V. Diversity of Citizenship

Under the domestic relations exception to federal diversity jurisdiction, the federal courts have declined to accept jurisdiction over domestic relations or custody disputes subject to state law and state court disposition. See Hooks v. Hooks, 771 F.2d 935, 942 (6th Cir.1985). Adjudication of plaintiff's alleged civil rights violation, to the extent she seeks damage relief (a claim which is not yet ripe), would not require the court to exercise jurisdiction over or resolve state law matters within the scope of the domestic relations exception.

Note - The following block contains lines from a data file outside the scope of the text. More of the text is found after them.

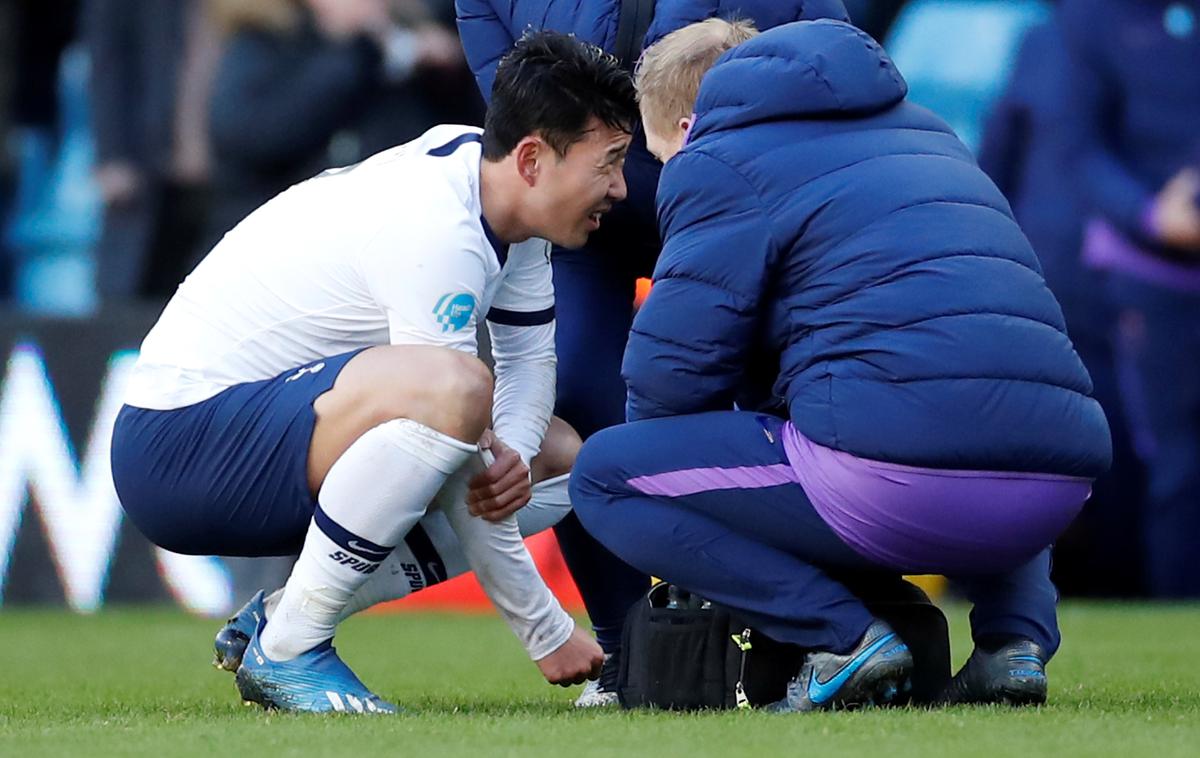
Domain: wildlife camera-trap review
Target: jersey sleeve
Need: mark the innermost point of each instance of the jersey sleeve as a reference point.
(521, 326)
(430, 280)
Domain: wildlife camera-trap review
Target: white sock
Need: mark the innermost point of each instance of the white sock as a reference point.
(431, 553)
(372, 495)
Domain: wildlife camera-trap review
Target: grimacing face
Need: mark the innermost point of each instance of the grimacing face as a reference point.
(577, 188)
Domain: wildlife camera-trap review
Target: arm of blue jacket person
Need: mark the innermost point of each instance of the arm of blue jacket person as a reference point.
(691, 338)
(485, 40)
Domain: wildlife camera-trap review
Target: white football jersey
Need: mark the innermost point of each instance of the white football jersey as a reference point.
(393, 250)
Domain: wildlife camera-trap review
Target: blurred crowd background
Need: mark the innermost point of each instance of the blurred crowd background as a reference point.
(137, 132)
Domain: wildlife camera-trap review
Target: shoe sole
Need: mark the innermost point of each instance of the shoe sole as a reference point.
(227, 654)
(252, 693)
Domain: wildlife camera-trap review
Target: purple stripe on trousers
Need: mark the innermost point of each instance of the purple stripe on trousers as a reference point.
(691, 481)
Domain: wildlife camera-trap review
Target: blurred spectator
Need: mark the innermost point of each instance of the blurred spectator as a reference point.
(955, 54)
(49, 211)
(151, 70)
(1135, 127)
(1026, 151)
(306, 84)
(874, 17)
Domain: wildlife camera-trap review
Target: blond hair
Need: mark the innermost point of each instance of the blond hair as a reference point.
(273, 16)
(667, 77)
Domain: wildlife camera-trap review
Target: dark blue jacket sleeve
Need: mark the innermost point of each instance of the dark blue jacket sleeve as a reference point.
(1109, 187)
(691, 338)
(275, 98)
(485, 40)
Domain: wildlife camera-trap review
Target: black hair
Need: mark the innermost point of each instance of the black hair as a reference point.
(551, 84)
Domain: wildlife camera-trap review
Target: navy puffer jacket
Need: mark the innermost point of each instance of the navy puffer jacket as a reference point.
(820, 217)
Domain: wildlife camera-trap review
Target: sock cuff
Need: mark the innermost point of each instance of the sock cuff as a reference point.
(439, 450)
(347, 540)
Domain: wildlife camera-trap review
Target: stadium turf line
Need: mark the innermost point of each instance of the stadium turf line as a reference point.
(137, 683)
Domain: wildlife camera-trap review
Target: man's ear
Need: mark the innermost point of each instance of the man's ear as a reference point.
(528, 152)
(685, 128)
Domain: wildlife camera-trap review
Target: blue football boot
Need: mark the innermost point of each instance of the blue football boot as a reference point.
(876, 672)
(316, 681)
(1012, 673)
(231, 642)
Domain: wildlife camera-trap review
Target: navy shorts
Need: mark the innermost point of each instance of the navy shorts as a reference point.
(228, 475)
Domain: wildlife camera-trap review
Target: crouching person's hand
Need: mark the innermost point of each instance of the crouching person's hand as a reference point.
(577, 660)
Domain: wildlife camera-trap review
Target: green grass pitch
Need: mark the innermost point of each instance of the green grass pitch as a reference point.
(137, 683)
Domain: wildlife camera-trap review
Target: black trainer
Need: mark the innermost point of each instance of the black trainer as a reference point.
(1012, 673)
(601, 692)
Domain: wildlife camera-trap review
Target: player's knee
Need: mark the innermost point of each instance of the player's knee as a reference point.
(558, 451)
(463, 397)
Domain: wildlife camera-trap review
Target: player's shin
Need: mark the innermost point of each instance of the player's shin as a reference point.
(437, 554)
(372, 497)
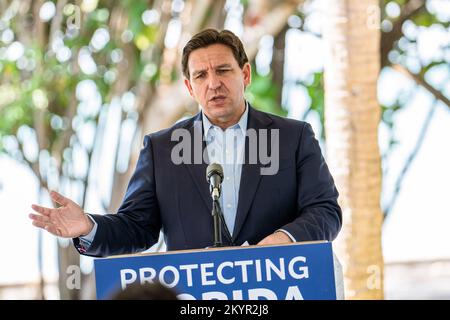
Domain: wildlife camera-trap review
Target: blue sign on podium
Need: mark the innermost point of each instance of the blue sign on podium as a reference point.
(284, 272)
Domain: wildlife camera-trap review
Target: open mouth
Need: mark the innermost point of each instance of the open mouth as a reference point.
(217, 98)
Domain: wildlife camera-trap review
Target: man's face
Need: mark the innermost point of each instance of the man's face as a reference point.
(217, 83)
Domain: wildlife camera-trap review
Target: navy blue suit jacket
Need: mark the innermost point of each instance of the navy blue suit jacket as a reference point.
(301, 198)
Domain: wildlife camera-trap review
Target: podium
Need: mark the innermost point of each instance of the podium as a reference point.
(297, 271)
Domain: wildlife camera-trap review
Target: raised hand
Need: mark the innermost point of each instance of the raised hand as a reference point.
(67, 221)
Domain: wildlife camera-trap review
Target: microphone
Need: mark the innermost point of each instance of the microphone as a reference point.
(214, 176)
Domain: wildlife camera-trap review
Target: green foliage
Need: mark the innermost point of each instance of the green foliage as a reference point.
(263, 93)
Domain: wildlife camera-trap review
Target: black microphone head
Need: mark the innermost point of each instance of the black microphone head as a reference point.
(214, 168)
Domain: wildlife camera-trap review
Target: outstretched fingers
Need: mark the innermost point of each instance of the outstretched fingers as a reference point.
(59, 198)
(42, 210)
(39, 218)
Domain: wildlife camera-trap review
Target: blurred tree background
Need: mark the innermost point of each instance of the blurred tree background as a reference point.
(72, 69)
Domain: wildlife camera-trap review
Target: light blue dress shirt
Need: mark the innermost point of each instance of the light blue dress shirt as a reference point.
(226, 147)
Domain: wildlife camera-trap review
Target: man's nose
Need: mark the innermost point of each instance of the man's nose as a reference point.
(214, 82)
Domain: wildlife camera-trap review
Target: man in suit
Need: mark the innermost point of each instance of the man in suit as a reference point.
(293, 200)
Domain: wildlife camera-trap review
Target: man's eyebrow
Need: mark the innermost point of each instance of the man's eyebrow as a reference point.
(196, 72)
(224, 65)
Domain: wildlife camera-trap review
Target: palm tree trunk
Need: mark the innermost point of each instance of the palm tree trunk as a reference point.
(352, 115)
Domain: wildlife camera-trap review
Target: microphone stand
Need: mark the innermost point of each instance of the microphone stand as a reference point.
(216, 211)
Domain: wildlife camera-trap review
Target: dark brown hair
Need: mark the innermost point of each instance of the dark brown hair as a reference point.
(209, 37)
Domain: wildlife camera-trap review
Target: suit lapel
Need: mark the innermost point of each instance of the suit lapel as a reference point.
(198, 170)
(251, 173)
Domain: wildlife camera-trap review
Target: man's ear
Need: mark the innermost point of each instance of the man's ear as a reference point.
(247, 71)
(187, 83)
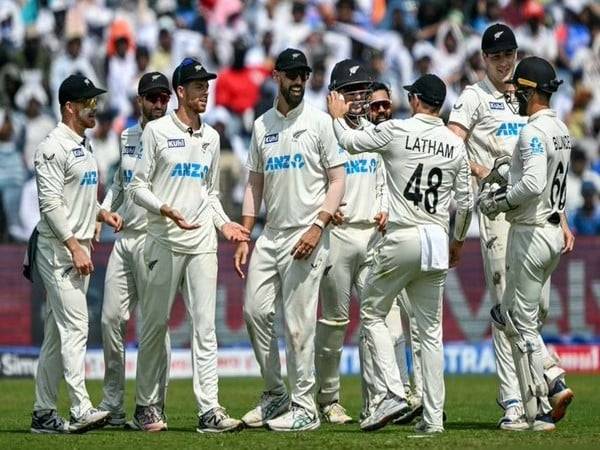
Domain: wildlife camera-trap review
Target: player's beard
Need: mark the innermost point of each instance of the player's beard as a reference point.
(293, 99)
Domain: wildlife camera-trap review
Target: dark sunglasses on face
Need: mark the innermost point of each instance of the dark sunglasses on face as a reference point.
(154, 97)
(293, 74)
(385, 104)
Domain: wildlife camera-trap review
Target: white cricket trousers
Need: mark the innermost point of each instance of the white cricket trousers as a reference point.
(274, 277)
(65, 329)
(346, 269)
(123, 285)
(195, 275)
(532, 255)
(494, 241)
(396, 265)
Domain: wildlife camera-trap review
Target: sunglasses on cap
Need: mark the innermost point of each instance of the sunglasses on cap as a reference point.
(293, 74)
(161, 97)
(376, 105)
(87, 102)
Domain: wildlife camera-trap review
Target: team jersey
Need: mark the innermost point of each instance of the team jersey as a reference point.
(117, 199)
(492, 126)
(293, 153)
(67, 180)
(424, 162)
(366, 193)
(538, 171)
(179, 167)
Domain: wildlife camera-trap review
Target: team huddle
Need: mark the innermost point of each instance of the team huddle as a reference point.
(355, 200)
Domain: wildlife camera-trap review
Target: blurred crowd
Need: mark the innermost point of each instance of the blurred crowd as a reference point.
(114, 42)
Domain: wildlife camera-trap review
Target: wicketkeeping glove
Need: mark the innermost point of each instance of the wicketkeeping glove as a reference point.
(492, 200)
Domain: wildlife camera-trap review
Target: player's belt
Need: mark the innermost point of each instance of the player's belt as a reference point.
(554, 218)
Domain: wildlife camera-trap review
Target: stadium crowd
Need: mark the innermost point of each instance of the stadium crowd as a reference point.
(114, 42)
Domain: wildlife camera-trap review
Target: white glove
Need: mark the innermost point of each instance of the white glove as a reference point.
(492, 200)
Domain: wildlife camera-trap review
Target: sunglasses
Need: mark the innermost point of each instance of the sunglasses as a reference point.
(293, 74)
(89, 103)
(377, 105)
(155, 97)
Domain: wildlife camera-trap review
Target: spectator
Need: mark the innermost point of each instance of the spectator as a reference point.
(586, 220)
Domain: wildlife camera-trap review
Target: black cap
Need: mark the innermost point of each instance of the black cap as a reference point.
(537, 73)
(153, 81)
(77, 87)
(190, 69)
(430, 88)
(498, 38)
(347, 72)
(291, 59)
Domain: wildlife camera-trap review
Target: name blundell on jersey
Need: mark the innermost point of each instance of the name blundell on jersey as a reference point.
(429, 146)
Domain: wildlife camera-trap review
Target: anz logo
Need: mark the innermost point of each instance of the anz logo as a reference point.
(509, 129)
(127, 176)
(284, 162)
(89, 179)
(190, 170)
(360, 166)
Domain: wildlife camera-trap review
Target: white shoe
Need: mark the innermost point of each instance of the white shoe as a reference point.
(270, 407)
(335, 413)
(390, 408)
(90, 420)
(514, 418)
(543, 423)
(296, 419)
(217, 421)
(422, 428)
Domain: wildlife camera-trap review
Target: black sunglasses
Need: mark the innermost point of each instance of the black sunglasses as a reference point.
(293, 74)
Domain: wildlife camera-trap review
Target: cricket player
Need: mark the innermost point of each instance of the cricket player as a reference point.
(533, 201)
(67, 180)
(484, 118)
(400, 321)
(125, 273)
(425, 163)
(176, 180)
(362, 218)
(296, 166)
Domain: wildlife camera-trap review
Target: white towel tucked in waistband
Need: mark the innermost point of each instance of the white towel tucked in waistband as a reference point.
(434, 247)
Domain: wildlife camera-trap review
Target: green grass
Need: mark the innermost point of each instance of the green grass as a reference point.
(470, 406)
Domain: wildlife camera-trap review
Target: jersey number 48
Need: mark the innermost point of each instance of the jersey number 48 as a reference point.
(413, 193)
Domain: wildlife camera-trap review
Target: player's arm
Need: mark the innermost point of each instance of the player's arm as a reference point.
(231, 230)
(50, 178)
(335, 193)
(381, 218)
(464, 200)
(139, 188)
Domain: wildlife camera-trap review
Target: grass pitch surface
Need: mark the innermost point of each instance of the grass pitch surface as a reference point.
(470, 405)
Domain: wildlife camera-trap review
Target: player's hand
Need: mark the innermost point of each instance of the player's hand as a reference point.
(479, 171)
(455, 250)
(234, 232)
(178, 218)
(111, 219)
(338, 216)
(569, 238)
(97, 233)
(81, 260)
(240, 257)
(307, 243)
(336, 105)
(381, 219)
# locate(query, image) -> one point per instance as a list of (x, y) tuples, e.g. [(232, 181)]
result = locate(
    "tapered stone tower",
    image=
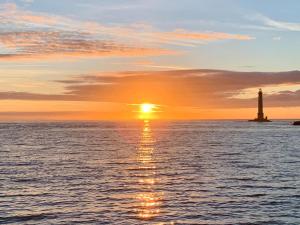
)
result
[(260, 112)]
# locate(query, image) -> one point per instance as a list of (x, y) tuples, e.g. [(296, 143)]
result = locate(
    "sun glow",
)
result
[(147, 110)]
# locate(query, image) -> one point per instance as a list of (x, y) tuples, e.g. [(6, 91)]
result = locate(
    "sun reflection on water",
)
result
[(149, 199)]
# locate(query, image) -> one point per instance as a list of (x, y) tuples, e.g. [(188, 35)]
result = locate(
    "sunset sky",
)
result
[(194, 59)]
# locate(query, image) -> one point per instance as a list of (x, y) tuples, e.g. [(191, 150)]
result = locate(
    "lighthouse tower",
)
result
[(260, 112)]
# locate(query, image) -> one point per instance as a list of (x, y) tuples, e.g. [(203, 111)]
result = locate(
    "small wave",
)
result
[(25, 218)]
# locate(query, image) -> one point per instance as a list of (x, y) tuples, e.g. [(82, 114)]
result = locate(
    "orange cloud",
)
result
[(47, 45), (42, 36), (195, 88)]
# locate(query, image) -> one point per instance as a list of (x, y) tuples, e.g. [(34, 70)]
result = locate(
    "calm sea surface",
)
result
[(150, 173)]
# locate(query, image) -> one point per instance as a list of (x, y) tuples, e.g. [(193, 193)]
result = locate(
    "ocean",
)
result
[(150, 172)]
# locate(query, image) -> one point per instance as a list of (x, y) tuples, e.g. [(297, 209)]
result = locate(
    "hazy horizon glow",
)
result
[(197, 59)]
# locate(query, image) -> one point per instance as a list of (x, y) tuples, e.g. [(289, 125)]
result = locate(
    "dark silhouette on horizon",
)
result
[(260, 113)]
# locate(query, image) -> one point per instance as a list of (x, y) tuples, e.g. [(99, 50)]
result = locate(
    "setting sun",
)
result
[(147, 110)]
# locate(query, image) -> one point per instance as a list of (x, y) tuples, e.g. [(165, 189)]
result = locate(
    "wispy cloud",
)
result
[(32, 35), (276, 24), (208, 88)]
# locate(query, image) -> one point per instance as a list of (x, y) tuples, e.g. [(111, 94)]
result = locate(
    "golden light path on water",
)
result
[(149, 200)]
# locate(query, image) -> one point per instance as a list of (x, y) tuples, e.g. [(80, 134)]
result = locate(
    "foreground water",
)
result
[(150, 173)]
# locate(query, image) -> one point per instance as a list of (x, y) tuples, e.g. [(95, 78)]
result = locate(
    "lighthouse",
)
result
[(260, 109), (260, 113)]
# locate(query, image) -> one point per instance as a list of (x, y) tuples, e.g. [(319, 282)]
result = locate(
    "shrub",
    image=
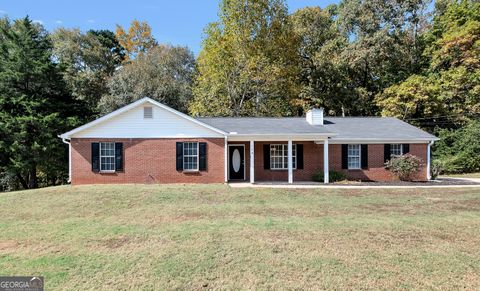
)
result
[(437, 168), (404, 167), (333, 176)]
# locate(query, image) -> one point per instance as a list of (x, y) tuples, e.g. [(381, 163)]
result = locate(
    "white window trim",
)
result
[(100, 157), (197, 155), (359, 157), (284, 158), (145, 108), (401, 148)]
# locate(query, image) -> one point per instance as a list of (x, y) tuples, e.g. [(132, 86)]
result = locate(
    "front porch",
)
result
[(276, 160)]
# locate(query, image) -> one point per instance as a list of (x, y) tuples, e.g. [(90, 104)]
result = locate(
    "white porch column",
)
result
[(325, 162), (429, 175), (290, 162), (252, 161), (225, 166)]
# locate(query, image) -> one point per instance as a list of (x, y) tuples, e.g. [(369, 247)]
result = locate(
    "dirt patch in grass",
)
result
[(113, 243), (8, 244)]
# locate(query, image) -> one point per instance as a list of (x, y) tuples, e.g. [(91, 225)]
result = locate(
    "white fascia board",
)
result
[(134, 105), (378, 140), (278, 137)]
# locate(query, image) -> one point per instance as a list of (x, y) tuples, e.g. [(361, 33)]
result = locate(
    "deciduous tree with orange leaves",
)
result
[(137, 40)]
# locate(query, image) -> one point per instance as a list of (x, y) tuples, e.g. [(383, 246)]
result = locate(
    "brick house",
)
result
[(149, 142)]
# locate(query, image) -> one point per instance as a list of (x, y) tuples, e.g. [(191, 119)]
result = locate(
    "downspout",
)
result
[(225, 164), (429, 175), (69, 159)]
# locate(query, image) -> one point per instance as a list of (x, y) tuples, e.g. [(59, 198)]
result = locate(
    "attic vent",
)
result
[(147, 112)]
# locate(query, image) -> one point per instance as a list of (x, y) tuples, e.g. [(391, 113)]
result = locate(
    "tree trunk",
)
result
[(22, 181), (32, 179)]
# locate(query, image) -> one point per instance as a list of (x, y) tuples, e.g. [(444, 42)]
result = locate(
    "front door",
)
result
[(236, 159)]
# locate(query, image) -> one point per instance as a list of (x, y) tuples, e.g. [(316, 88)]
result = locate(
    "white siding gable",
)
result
[(132, 124)]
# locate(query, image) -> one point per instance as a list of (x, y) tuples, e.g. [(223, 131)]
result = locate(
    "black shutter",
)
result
[(364, 154), (386, 153), (202, 148), (344, 156), (95, 156), (266, 156), (179, 156), (299, 156), (118, 156)]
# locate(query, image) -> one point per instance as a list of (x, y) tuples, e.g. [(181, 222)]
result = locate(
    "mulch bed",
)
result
[(438, 182)]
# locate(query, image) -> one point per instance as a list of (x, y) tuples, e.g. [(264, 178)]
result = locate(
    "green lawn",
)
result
[(466, 175), (212, 237)]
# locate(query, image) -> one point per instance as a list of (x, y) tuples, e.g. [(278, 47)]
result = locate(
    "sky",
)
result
[(177, 22)]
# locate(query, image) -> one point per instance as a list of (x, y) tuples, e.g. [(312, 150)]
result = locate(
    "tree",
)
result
[(323, 72), (137, 40), (165, 73), (385, 45), (34, 105), (457, 150), (88, 60), (447, 93), (249, 63)]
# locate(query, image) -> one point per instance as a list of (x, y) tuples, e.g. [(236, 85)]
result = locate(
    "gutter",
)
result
[(429, 162), (69, 159)]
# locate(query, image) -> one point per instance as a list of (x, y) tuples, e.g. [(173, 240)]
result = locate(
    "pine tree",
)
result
[(33, 105)]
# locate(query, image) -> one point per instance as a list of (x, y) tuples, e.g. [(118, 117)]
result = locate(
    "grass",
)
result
[(215, 237), (466, 175)]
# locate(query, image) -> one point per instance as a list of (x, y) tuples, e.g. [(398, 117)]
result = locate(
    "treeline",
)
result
[(396, 58)]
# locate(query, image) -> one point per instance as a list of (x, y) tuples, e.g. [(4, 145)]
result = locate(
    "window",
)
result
[(190, 156), (279, 156), (354, 156), (107, 156), (396, 150), (147, 112)]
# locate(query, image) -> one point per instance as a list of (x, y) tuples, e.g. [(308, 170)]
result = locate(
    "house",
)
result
[(149, 142)]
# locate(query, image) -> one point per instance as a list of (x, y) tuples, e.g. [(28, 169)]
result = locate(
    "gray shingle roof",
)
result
[(344, 127), (374, 128), (264, 125)]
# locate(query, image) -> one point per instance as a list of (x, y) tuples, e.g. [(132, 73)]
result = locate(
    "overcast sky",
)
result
[(179, 22)]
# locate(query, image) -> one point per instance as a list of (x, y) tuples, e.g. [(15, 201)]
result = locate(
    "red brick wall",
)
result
[(376, 170), (147, 161), (154, 161), (313, 161)]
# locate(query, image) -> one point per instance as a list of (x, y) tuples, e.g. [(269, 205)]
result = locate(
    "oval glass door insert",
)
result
[(236, 160)]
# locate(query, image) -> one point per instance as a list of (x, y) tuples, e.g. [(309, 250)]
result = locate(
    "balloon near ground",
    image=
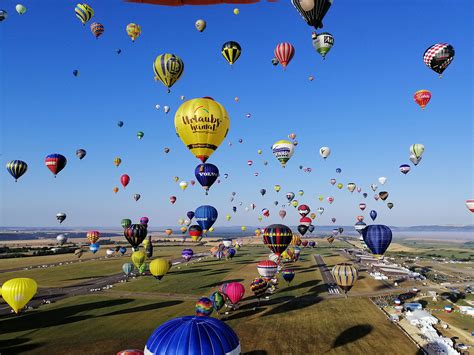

The court wishes to note that plaintiff's remedy appears to lie with the Michigan appellate courts. The Michigan courts, both trial and appellate, have always been foremost in their salutary interpretations and enforcement of state and federal constitutions and laws. There is no valid reason to believe that the Michigan courts would not observe the full faith and credit provisions of the United States Constitution and federal statutory law. The plaintiff could appeal any final order entered by Judge Soet which is inconsistent with the prior orders of the Kansas courts, assuming that plaintiff should contend that the Michigan court has failed to give full faith and credit to the decisions of the Kansas courts.

The court would also note that the plaintiffs' constitutional right to interstate travel[1]*768 may be implicated; however, this matter has not been pleaded and is therefore not properly before the court. It does not appear that an unfettered forum should exist for final resolution of this apparent conflict of laws dispute.

IT IS BY THE COURT THEREFORE ORDERED that plaintiffs' complaint be dismissed with prejudice as to the claim for money damages from defendant Judge H. David Soet and dismissed without prejudice as to the remaining defendants and claims.

NOTES

[1] See, e.g., Griffin v. Breckenridge, 403 U.S. 88, 91 S. Ct. 1790, 29 L. Ed. 2d 338 (1971); Shapiro v. Thompson, 394 U.S. 618, 89 S. Ct. 1322, 22 L. Ed. 2d 600 (1969); United States v. Guest, 383 U.S. 745, 86 S. Ct. 1170, 16 L. Ed. 2d 239 (1966).